Sacroiliac Stretches

Where is the Sacroiliac (SI) Joint? The SI joint is the joint in the pelvis between the sacrum (the lowest part of the spine) and the ilium, which are joined together by strong ligaments. The joint is a strong, weight-bearing, synovial joint. The human body has two SI joints, one on the left and one on the right. Stretched ligaments and muscles, and pressure on the spinal nerve can cause pain in this area. Stretching to relieve this pain can help you reduce inflammation and improve reduced range of motion.

The Si joints’ ligaments are positioned on the outside of the pelvis, similar to hoops in a wooden barrel. If these ligaments are torn, the pelvis can become unstable. This sometimes happens when a fracture of the pelvis occurs and the ligaments are damaged.

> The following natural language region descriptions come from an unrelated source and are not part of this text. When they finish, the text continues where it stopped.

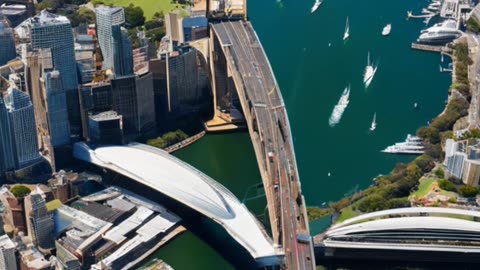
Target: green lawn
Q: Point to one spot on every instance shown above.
(424, 187)
(149, 6)
(347, 213)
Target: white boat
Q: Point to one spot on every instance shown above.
(386, 30)
(316, 5)
(370, 70)
(413, 145)
(347, 30)
(374, 122)
(340, 107)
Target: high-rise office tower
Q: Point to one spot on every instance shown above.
(40, 224)
(7, 42)
(7, 161)
(7, 253)
(113, 39)
(24, 130)
(55, 32)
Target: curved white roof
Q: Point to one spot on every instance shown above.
(440, 223)
(165, 173)
(408, 211)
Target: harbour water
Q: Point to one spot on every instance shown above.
(312, 75)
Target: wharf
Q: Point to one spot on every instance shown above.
(431, 48)
(184, 143)
(180, 229)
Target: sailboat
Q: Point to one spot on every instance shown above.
(316, 5)
(370, 70)
(340, 107)
(347, 30)
(374, 122)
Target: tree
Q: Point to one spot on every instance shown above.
(372, 203)
(446, 185)
(158, 15)
(398, 203)
(429, 134)
(425, 163)
(468, 191)
(473, 25)
(434, 150)
(20, 191)
(440, 173)
(134, 16)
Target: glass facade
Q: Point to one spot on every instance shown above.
(57, 109)
(22, 119)
(7, 161)
(55, 32)
(114, 42)
(7, 43)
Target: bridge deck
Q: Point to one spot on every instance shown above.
(269, 128)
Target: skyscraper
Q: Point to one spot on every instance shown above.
(57, 109)
(7, 161)
(133, 99)
(7, 43)
(24, 130)
(113, 39)
(7, 253)
(55, 32)
(40, 224)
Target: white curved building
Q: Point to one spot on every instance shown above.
(176, 179)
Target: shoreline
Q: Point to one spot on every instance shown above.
(349, 203)
(180, 145)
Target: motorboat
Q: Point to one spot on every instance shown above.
(370, 71)
(347, 31)
(440, 33)
(386, 30)
(316, 5)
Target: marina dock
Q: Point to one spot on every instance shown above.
(431, 48)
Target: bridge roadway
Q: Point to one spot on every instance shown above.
(176, 179)
(426, 233)
(269, 129)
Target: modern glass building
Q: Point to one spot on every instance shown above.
(22, 119)
(55, 32)
(40, 222)
(57, 109)
(7, 43)
(113, 39)
(7, 161)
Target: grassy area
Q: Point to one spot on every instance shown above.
(347, 213)
(315, 213)
(149, 6)
(424, 188)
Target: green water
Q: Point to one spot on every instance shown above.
(312, 76)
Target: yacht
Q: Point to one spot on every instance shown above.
(340, 107)
(440, 33)
(413, 145)
(347, 31)
(316, 5)
(370, 70)
(374, 122)
(386, 30)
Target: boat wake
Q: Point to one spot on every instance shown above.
(340, 107)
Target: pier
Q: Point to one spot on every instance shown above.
(432, 48)
(184, 143)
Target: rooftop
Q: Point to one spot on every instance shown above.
(6, 242)
(45, 17)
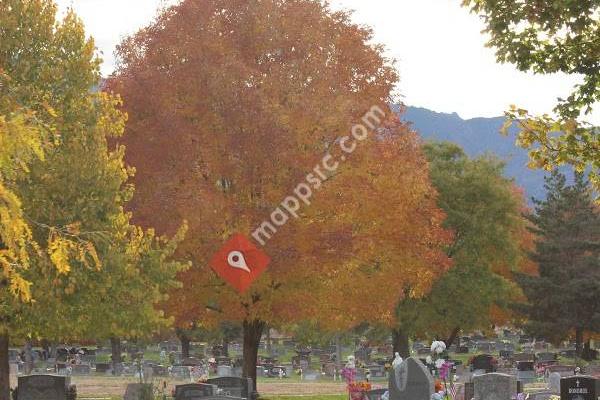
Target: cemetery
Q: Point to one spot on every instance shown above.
(255, 200)
(431, 369)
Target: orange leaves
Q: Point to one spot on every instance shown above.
(230, 105)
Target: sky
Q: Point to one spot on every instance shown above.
(439, 48)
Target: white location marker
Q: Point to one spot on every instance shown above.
(235, 259)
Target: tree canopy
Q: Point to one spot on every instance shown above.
(548, 37)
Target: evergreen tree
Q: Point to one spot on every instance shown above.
(565, 296)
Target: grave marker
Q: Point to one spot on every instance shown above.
(578, 388)
(43, 387)
(495, 386)
(410, 380)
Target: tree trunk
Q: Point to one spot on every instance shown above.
(587, 350)
(28, 357)
(400, 342)
(252, 334)
(338, 352)
(452, 337)
(225, 347)
(579, 341)
(4, 367)
(115, 345)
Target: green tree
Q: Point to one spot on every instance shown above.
(484, 212)
(548, 37)
(564, 296)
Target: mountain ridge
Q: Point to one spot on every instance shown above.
(478, 136)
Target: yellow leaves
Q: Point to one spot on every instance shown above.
(63, 251)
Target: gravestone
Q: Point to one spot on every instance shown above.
(469, 390)
(180, 372)
(546, 357)
(194, 391)
(138, 391)
(541, 395)
(554, 382)
(523, 357)
(81, 369)
(526, 371)
(410, 380)
(377, 371)
(233, 386)
(505, 354)
(102, 368)
(375, 394)
(13, 369)
(484, 362)
(578, 388)
(43, 387)
(495, 386)
(563, 370)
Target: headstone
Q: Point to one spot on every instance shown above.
(483, 362)
(505, 354)
(495, 386)
(469, 390)
(546, 357)
(102, 368)
(194, 391)
(377, 371)
(224, 370)
(554, 382)
(81, 369)
(138, 391)
(233, 386)
(13, 369)
(578, 388)
(375, 394)
(541, 395)
(523, 357)
(410, 380)
(43, 387)
(563, 370)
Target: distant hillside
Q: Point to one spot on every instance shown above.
(478, 136)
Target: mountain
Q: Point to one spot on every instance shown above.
(478, 136)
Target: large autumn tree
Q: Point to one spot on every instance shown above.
(484, 212)
(231, 105)
(547, 37)
(63, 189)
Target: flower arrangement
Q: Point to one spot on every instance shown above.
(357, 390)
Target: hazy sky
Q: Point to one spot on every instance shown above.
(438, 46)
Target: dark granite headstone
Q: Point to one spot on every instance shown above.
(483, 362)
(469, 390)
(495, 386)
(43, 387)
(138, 391)
(578, 388)
(194, 391)
(411, 380)
(102, 368)
(233, 386)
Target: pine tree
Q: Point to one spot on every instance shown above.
(564, 297)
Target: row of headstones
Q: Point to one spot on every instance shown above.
(411, 380)
(53, 387)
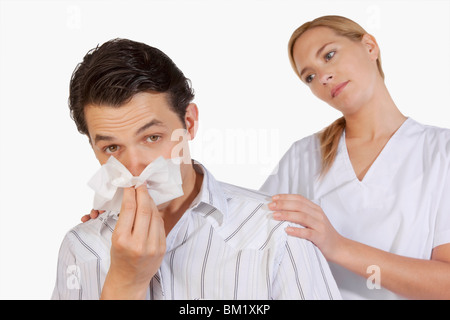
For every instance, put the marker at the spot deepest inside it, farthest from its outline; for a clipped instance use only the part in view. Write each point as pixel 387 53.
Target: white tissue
pixel 162 176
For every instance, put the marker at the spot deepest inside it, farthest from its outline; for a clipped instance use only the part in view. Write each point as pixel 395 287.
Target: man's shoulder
pixel 91 239
pixel 249 223
pixel 244 194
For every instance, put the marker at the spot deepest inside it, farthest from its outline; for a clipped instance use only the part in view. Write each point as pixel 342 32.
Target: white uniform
pixel 402 205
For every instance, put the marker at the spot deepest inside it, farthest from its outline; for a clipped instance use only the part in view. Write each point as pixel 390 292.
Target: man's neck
pixel 174 210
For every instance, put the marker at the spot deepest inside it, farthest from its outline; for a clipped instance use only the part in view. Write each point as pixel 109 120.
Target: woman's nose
pixel 326 78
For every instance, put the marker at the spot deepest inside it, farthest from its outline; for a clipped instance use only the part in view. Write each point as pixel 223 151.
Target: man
pixel 216 241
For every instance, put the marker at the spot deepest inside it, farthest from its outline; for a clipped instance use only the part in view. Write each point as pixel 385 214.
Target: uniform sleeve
pixel 304 274
pixel 68 274
pixel 442 227
pixel 278 181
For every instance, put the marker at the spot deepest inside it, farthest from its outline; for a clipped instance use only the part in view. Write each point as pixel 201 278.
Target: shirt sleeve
pixel 278 181
pixel 68 274
pixel 304 274
pixel 442 227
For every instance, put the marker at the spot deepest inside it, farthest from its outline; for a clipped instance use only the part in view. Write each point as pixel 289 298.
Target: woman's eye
pixel 153 138
pixel 111 149
pixel 309 78
pixel 329 55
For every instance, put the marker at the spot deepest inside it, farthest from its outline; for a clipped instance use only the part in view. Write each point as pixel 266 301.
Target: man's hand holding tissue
pixel 138 246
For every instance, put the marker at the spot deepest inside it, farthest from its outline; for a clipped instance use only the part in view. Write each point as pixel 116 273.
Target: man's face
pixel 137 132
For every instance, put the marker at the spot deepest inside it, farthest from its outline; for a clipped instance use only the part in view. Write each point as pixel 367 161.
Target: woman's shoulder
pixel 309 143
pixel 435 139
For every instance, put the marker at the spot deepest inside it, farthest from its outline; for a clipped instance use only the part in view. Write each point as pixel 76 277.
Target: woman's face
pixel 339 71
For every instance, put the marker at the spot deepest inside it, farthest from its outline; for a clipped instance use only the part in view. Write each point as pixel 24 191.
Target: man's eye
pixel 111 149
pixel 309 78
pixel 153 138
pixel 329 55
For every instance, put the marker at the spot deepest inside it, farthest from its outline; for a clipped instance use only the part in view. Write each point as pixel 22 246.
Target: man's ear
pixel 371 45
pixel 191 120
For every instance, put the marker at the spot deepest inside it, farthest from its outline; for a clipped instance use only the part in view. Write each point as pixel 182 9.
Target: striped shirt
pixel 225 246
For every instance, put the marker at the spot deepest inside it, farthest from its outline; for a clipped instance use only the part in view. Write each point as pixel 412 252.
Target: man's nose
pixel 134 161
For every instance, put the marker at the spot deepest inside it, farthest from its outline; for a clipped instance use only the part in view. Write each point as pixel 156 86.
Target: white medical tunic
pixel 402 205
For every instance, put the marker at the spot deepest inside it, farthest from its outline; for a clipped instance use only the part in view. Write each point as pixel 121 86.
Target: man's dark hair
pixel 117 70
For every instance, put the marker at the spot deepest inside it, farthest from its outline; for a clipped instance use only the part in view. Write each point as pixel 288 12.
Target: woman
pixel 378 183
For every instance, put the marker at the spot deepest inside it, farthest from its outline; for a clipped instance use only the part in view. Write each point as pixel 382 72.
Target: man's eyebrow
pixel 99 137
pixel 318 53
pixel 152 123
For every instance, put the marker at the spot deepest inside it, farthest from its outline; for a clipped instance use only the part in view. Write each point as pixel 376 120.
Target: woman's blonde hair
pixel 330 136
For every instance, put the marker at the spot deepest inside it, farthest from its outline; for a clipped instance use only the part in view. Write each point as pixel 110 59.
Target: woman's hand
pixel 92 215
pixel 317 227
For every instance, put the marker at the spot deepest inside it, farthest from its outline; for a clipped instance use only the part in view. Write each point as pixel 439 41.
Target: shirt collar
pixel 210 202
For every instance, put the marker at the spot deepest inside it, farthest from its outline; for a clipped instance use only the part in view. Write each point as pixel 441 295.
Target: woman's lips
pixel 338 89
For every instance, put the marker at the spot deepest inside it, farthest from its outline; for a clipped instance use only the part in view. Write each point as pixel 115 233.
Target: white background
pixel 252 106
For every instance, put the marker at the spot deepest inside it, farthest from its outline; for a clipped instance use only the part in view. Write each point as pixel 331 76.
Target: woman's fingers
pixel 302 218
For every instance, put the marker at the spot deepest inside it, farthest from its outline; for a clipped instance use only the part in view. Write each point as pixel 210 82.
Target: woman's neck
pixel 378 118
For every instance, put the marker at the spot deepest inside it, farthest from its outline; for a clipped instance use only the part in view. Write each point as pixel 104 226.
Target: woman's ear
pixel 371 45
pixel 191 120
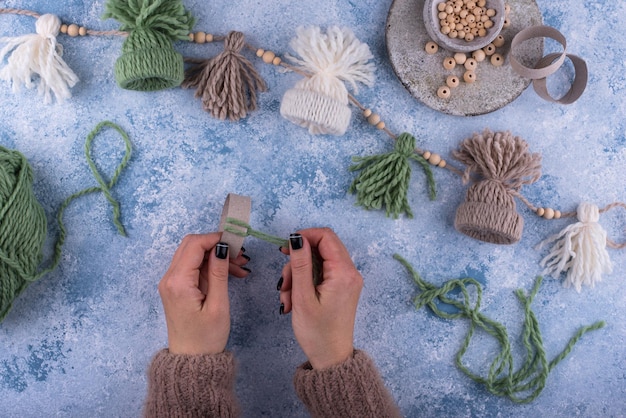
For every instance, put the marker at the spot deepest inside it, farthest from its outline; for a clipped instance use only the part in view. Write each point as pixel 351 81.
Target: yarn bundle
pixel 503 165
pixel 23 226
pixel 149 61
pixel 36 59
pixel 320 102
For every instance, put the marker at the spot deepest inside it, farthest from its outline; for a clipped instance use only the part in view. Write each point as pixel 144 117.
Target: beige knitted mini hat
pixel 320 102
pixel 503 164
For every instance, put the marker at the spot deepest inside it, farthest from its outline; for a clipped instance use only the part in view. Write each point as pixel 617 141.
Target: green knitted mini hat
pixel 149 61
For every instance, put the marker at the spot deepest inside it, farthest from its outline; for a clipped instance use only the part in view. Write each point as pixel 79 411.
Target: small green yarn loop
pixel 521 386
pixel 384 179
pixel 23 226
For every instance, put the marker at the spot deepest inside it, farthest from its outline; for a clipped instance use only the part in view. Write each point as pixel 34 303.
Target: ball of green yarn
pixel 23 228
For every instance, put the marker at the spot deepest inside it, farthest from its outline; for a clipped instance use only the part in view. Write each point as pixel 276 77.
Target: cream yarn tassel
pixel 579 250
pixel 319 102
pixel 39 54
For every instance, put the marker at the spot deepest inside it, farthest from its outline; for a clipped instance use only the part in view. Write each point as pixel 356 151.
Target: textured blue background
pixel 77 343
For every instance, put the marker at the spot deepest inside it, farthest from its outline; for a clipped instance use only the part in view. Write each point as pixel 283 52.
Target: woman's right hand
pixel 322 316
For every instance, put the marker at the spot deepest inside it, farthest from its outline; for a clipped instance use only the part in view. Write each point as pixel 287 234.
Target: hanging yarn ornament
pixel 522 385
pixel 384 179
pixel 39 55
pixel 226 83
pixel 23 227
pixel 149 61
pixel 503 164
pixel 320 102
pixel 579 250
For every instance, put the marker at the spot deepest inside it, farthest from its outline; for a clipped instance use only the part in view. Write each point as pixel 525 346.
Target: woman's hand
pixel 322 316
pixel 194 292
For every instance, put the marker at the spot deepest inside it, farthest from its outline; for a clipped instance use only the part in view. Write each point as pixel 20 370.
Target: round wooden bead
pixel 199 37
pixel 452 81
pixel 479 55
pixel 443 92
pixel 499 41
pixel 434 159
pixel 548 213
pixel 449 63
pixel 431 47
pixel 497 60
pixel 460 58
pixel 72 30
pixel 469 76
pixel 373 119
pixel 471 64
pixel 268 57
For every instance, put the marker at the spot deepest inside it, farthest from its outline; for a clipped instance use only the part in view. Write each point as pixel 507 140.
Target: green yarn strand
pixel 384 179
pixel 168 17
pixel 23 227
pixel 521 386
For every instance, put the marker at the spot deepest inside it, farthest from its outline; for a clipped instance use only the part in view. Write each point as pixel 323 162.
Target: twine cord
pixel 521 386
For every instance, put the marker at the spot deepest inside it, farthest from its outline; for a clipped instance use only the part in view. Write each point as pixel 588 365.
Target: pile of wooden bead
pixel 465 19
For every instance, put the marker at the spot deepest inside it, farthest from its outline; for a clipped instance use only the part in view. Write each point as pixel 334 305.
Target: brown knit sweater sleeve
pixel 191 386
pixel 353 388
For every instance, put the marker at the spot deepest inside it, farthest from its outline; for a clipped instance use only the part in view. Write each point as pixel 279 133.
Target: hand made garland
pixel 228 83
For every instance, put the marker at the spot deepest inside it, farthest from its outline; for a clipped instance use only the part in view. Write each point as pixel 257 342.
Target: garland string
pixel 521 386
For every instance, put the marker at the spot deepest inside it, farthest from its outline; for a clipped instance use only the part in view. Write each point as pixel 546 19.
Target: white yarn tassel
pixel 39 54
pixel 331 58
pixel 579 250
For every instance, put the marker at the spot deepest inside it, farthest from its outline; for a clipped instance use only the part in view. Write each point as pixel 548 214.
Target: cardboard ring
pixel 236 207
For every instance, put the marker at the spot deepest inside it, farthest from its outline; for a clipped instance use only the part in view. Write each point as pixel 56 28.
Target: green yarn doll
pixel 149 61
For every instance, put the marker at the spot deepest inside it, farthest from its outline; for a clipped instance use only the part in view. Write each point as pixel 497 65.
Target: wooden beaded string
pixel 372 118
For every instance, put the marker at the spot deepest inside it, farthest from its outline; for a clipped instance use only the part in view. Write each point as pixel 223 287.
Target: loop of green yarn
pixel 385 178
pixel 23 226
pixel 521 386
pixel 149 61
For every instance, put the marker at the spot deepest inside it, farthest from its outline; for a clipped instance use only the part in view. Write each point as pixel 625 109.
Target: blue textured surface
pixel 77 343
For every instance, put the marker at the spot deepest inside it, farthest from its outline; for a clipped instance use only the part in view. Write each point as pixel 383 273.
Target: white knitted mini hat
pixel 320 102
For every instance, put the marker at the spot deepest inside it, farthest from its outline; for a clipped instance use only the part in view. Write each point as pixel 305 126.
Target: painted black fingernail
pixel 296 241
pixel 221 250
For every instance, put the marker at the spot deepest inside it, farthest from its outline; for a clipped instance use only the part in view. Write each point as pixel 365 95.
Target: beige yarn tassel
pixel 227 83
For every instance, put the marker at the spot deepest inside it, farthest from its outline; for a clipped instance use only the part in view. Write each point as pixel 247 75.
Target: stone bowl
pixel 433 28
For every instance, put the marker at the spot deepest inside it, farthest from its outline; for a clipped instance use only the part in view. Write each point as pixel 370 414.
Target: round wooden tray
pixel 422 74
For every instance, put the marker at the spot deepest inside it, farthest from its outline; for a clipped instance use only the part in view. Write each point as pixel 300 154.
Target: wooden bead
pixel 499 41
pixel 497 60
pixel 72 30
pixel 479 55
pixel 452 81
pixel 470 64
pixel 373 119
pixel 268 57
pixel 469 76
pixel 449 63
pixel 431 47
pixel 443 92
pixel 434 159
pixel 200 37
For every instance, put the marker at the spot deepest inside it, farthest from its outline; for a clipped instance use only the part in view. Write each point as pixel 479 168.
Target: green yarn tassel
pixel 149 61
pixel 521 386
pixel 384 180
pixel 23 227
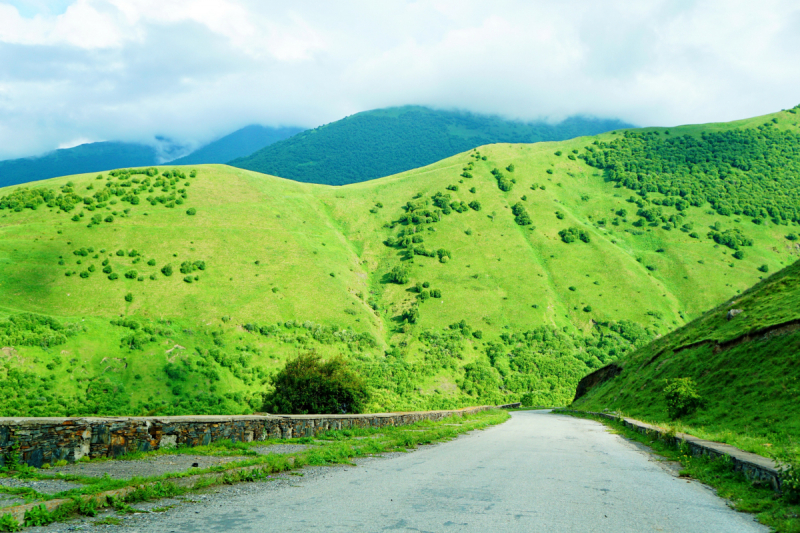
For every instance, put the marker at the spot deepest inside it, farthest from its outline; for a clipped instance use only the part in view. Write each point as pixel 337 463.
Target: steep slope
pixel 90 157
pixel 240 143
pixel 378 143
pixel 537 268
pixel 742 355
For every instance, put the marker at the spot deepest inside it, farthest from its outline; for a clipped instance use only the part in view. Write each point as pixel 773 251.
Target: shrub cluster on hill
pixel 28 329
pixel 751 172
pixel 573 233
pixel 309 385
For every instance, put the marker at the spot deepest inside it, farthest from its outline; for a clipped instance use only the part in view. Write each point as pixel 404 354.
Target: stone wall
pixel 46 440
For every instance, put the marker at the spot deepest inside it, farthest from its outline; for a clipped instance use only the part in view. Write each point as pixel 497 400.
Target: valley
pixel 504 273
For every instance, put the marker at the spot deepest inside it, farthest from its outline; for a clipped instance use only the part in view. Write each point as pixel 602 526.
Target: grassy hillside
pixel 90 157
pixel 744 364
pixel 240 143
pixel 527 277
pixel 381 142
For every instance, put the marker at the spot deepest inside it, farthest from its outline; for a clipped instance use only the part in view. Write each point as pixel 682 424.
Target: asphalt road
pixel 537 472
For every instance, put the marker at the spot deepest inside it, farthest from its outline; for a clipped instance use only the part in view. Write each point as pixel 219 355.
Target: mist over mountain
pixel 386 141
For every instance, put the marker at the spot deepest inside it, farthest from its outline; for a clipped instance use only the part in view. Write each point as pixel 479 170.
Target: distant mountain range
pixel 382 142
pixel 238 144
pixel 357 148
pixel 102 156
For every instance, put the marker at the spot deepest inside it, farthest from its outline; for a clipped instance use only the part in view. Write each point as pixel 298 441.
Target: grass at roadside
pixel 330 448
pixel 759 499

Generally, these ligaments are so strong that they are not completely torn and the injury is at the SI joint.

 

Lie on Back in Neutral Spine Position Take one knee and cross it in front of the bent knee, leaning ankle against knee. Take your hand and push the knee away from you for 20 -30 seconds. (Or thread arms around thigh of bent knee and bring thigh towards chest). 

Lie on Back in Neutral Spine Position – Squeeze in and out Bring knees and ankle close enough to put a fist in the middle of your 2 knees. Squeeze knees together, tight, for 20 to 30 seconds. Rest and repeat. Take arms to outside of both knees and push open knees against hands for 20-30 seconds.

Knee to Chest Stretch Extend on leg and gently draw one knee at a time to the chest, hold for 20-30 seconds, then release. Swap to the other side.

Hip Sways Lie on your back with your knees bent together and with your feet flat on the floor, gently sway the knees side to side, with control. The lower back should remain fairly still on the mat. As you gain greater control you will be able to let the knees sway further to the floor feeling the lower back and hips peel off the mat. Repeat 4-8 times each side.

Full Spine Twist Lie on back with legs extended. Bring one knee into your chest gently take the other arm and with the hand on the knee gently bring the knee over to the floor on the opposite side of the body. If you feel comfortable extend the other arm behind and look at that hand with your eyes.

Pilates in St Albans SI 97Lying Butterfly Stretch Lie on your back with knees bent and feet touching together, sole to sole. Place your hands on the top of your inner thighs. Gently hold the stretch for 20-30 seconds.